Why would dividing the covariance of y and x by the variance of x give you the slope coefficient from a simple linear regression (one x variable only)?
##In a simple linear regression of y on x,
the slope coefficient $beta_1 = $ can be expressed as:
\[ \hat{\beta}_1 = \frac{\text{Cov}(x, y)}{\text{Var}(x)} \]
Running a simple regression for generalized cost on travel time for all observations in the TravelMode dataset.
model <- lm(gcost ~ travel, data = TravelMode)
summary(model)
##
## Call:
## lm(formula = gcost ~ travel, data = TravelMode)
##
## Residuals:
## Min 1Q Median 3Q Max
## -49.621 -26.748 -7.663 24.469 123.359
##
## Coefficients:
## Estimate Std.

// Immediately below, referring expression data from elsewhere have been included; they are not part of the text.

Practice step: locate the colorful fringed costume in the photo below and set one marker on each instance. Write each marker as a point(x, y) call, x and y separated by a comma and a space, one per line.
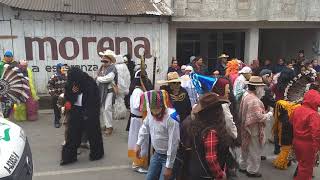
point(29, 109)
point(283, 128)
point(232, 70)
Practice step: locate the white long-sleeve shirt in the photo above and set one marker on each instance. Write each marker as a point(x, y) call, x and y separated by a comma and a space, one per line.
point(165, 136)
point(109, 78)
point(135, 101)
point(230, 125)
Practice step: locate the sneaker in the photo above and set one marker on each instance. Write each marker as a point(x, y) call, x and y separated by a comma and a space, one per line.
point(85, 146)
point(243, 171)
point(57, 125)
point(142, 170)
point(255, 175)
point(108, 131)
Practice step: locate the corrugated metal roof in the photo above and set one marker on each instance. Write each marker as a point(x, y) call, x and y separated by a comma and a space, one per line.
point(96, 7)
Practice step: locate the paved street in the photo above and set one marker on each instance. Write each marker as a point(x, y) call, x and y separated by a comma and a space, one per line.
point(45, 143)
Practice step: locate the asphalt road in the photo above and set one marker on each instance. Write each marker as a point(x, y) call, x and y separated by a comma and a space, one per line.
point(46, 142)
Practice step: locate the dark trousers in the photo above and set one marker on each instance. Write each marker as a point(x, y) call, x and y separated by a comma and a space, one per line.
point(56, 110)
point(79, 124)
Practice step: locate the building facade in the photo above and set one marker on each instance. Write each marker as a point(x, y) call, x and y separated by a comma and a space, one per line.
point(246, 29)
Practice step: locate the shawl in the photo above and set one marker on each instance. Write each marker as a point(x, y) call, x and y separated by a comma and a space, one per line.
point(252, 113)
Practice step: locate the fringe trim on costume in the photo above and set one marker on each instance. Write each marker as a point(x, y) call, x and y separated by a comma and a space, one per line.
point(142, 162)
point(281, 162)
point(31, 85)
point(289, 107)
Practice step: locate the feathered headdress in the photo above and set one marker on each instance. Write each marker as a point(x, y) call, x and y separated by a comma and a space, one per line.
point(295, 90)
point(154, 99)
point(232, 67)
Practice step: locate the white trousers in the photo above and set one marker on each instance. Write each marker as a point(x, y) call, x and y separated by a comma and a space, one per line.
point(106, 111)
point(251, 160)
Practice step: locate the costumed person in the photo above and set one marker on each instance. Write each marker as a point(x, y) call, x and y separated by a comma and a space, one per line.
point(130, 64)
point(107, 81)
point(174, 67)
point(136, 121)
point(232, 70)
point(186, 83)
point(198, 66)
point(7, 104)
point(221, 65)
point(13, 88)
point(120, 110)
point(178, 95)
point(278, 90)
point(204, 140)
point(306, 134)
point(222, 88)
point(282, 128)
point(239, 86)
point(145, 82)
point(29, 110)
point(253, 117)
point(162, 125)
point(8, 59)
point(83, 105)
point(268, 100)
point(55, 87)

Error t value Pr(>|t|)
## (Intercept) 55.374131 2.191052 25.27 <2e-16 ***
## travel 0.114170 0.003831 29.80 <2e-16 ***
## ---
## Signif. codes: 0 '***' 0.001 '**' 0.01 '*' 0.05 '.' 0.1 ' ' 1
##
## Residual standard error: 33.45 on 838 degrees of freedom
## Multiple R-squared: 0.5145, Adjusted R-squared: 0.514
## F-statistic: 888.2 on 1 and 838 DF, p-value: < 2.2e-16
Here, \(\hat{\beta}_1\) is 0.11417. Now, let’s calculate the covariance of x and y and variance of x and divide, to prove the same answer.
cov_xy <- cov(TravelMode$travel, TravelMode$gcost)
var_x <- var(TravelMode$travel)
beta1_formula <- cov_xy / var_x
beta1_formula
## [1] 0.1141702
Comparing to the regression output:
coef(model)[2] # regression slope
## travel
## 0.1141702
beta1_formula # slope via formula
## [1] 0.1141702
The two results match, showing that the slope is simply the covariance of X and Y divided by the variance of X.
As can be seen, the slope from the regression \(\hat{\beta}_1\) matches the value obtained from the covariance–variance formula. This confirms that \(\hat{\beta}_1\) captures the average change in generalized cost for a one-unit change in travel time, consistent with the theoretical expression \[ \hat{\beta}_1 = \frac{\text{Cov}(x, y)}{\text{Var}(x)} \].